The reason? It successfully highlights a massive problem in Venezuela where kidnapping and violent street crime has become an epidemic. In Latin America as a whole, there is estimated to be one abduction every hour.
Director Jonathan Jakubowicz was himself kidnapped at the age of 22, during which time he had a gun held to his head for 45 minutes. Several of his friends have also fallen victim to similar attacks.
It is little wonder, therefore, that the ensuing film feels so jaw-droppingly authentic, having been inspired by a deeply traumatic personal experience, as well as research conducted with countless other victims and perpetrators.
The action takes place during one night in Caracas, when a wealthy couple – Martin (Jean Paul Leroux) and Carla (Mia Maestro) – are abducted from their vehicle by three thugs and held to ransom for cash from their wealthy parents.

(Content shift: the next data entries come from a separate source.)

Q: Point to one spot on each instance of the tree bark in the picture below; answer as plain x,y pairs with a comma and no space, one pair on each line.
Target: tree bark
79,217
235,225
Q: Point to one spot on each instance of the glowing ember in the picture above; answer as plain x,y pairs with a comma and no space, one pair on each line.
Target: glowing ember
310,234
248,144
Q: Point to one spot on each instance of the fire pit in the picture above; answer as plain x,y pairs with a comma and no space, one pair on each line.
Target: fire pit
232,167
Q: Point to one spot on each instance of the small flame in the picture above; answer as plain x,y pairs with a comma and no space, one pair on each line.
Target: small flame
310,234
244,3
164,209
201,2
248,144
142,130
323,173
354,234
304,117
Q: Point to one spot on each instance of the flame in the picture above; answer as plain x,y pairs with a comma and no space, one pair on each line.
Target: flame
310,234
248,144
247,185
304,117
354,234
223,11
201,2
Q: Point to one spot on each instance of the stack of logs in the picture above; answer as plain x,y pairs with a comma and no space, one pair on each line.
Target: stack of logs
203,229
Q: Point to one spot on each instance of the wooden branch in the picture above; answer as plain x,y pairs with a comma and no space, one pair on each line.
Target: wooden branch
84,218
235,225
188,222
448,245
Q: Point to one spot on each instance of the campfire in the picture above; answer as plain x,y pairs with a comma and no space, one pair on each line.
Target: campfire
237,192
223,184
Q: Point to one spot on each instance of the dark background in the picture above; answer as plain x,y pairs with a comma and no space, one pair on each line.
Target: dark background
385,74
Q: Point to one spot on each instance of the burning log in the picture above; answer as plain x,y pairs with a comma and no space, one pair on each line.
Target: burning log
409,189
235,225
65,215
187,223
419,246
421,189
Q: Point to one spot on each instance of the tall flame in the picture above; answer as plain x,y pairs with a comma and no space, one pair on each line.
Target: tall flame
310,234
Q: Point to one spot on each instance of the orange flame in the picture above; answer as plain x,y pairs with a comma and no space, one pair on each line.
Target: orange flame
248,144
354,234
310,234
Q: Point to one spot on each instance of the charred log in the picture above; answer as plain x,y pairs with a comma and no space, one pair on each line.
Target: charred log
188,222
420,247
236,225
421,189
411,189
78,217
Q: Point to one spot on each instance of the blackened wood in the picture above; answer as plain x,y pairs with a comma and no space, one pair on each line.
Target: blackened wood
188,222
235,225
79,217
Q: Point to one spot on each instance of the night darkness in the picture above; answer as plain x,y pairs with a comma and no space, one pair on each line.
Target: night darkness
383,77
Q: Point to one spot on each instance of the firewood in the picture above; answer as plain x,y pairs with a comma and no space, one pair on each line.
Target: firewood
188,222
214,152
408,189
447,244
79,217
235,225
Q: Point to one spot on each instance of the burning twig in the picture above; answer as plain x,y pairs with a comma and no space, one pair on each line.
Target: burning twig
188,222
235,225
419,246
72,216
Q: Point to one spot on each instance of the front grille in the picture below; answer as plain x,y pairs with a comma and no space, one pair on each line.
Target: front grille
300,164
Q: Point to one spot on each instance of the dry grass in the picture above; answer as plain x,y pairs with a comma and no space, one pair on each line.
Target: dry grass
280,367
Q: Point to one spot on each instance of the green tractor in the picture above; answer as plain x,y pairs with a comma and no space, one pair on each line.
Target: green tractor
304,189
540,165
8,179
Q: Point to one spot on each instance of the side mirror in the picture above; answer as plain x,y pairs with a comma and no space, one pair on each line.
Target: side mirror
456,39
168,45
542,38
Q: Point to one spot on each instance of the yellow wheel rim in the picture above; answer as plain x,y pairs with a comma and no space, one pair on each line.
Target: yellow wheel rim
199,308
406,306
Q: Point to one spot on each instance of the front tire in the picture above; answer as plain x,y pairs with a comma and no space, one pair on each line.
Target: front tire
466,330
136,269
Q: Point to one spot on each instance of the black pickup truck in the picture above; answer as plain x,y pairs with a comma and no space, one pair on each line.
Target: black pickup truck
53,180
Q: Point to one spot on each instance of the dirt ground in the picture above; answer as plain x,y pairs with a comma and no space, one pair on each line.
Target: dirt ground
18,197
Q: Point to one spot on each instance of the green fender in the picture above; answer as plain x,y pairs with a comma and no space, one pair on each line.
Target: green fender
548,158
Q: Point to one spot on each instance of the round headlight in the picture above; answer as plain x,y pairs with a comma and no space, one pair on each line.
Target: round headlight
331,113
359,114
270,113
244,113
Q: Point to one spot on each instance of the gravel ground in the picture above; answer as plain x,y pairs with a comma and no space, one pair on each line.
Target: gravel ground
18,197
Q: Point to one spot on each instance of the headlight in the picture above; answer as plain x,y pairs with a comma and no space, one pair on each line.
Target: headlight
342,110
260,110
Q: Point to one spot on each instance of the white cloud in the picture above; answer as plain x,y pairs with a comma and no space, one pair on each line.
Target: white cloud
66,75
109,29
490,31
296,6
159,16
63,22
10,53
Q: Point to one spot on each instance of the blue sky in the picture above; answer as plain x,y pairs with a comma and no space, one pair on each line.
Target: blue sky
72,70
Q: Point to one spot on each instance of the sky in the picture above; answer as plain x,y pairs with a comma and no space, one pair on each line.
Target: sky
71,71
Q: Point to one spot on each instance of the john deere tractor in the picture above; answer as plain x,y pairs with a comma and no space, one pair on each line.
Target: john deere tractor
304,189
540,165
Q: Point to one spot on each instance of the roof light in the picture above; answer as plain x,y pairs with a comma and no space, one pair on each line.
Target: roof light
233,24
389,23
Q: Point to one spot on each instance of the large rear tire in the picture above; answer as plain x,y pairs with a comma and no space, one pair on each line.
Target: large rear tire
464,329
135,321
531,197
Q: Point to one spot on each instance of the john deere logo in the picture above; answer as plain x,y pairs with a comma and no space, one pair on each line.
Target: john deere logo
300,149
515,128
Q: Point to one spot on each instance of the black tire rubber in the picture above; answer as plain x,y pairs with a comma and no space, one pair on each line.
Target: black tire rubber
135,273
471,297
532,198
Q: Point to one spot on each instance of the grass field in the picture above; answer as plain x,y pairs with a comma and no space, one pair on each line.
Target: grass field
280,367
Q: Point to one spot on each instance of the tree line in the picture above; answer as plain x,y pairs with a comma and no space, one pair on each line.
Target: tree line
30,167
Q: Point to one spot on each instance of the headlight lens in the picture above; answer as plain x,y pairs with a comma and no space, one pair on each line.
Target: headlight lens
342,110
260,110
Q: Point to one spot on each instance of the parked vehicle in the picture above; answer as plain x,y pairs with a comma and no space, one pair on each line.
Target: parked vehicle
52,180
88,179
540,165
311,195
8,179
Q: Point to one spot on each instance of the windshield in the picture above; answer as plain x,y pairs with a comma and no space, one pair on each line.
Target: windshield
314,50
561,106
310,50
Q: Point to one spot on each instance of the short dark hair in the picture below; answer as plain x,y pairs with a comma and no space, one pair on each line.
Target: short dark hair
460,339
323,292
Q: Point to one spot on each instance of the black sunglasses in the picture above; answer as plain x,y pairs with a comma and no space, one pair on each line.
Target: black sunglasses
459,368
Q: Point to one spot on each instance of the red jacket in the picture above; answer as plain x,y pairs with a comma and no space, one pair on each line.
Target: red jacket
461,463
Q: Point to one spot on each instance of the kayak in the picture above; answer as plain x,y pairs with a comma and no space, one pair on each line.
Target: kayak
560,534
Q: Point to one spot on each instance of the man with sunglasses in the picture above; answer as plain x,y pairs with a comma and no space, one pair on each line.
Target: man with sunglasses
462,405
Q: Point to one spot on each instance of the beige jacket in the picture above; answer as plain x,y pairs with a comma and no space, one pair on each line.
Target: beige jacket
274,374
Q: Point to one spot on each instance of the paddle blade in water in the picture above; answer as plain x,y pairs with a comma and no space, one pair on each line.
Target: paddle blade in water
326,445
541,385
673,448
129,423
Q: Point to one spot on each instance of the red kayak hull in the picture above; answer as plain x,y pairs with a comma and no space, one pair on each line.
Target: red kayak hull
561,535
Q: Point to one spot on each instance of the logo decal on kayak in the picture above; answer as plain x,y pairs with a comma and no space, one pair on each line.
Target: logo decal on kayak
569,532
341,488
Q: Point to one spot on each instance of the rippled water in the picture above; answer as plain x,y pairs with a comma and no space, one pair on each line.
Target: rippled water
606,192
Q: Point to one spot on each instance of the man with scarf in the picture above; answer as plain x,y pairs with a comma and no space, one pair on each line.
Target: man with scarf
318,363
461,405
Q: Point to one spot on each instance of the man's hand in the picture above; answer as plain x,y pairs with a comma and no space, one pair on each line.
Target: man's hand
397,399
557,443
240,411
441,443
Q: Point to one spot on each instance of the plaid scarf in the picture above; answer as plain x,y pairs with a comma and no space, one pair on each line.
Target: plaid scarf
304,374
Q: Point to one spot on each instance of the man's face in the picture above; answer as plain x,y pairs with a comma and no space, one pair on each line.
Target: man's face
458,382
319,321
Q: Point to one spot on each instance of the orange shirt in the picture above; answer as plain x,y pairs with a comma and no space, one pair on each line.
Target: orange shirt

From that moment, the film feels like a full-on, in your face express train that barely allows the viewer to catch their breath (much like the two hapless victims).
The gang of kidnappers are a motley crew and include a hot-tempered rapist (Pedro Perez) and a more level-headed “middle class romantic” (Carlos Julio Molina), making it anyone’s guess what they are capable of doing should the ransom not be met.
But in a city where corruption exists at almost every level, even the kidnappers face the risks posed by rival street gangs and the odd corrupt police officer.
As unflinching as Jakubowicz’s movie remains throughout, it never oversteps certain boundaries. It’s violent and tense but never exploitative, even though several of the scenes are difficult to watch.
In both its distinct look and authentic feel, Secuestro Express is reminiscent of Fernando Mereilles’ City of God, while some of the editing is borrowed from the likes of Robert Rodriguez, Quentin Tarantino and Tony Scott’s Man On Fire. It’s little wonder, therefore, that Jakubowicz has now been snapped up by Hollywood.
Praise, too, deserves to go to the cast, the majority of whom are unprofessional. It adds an extra layer of authenticity to an already frighteningly realistic film.
The pick of the bunch, however, is Mia Maestro (most recently seen in Poseidon) who gives an extraordinary performance as Carla, perfectly combining the fear and desperation of her situation with a fierce determination to survive.
She adds an extra layer of realism that provides audiences with someone genuinely worth rooting for.
Maestro’s performance is the icing on the cake in what is undoubtedly a bravura piece of film-making that demands to be seen. Once experienced, it is not easily forgotten – but then neither should its message either.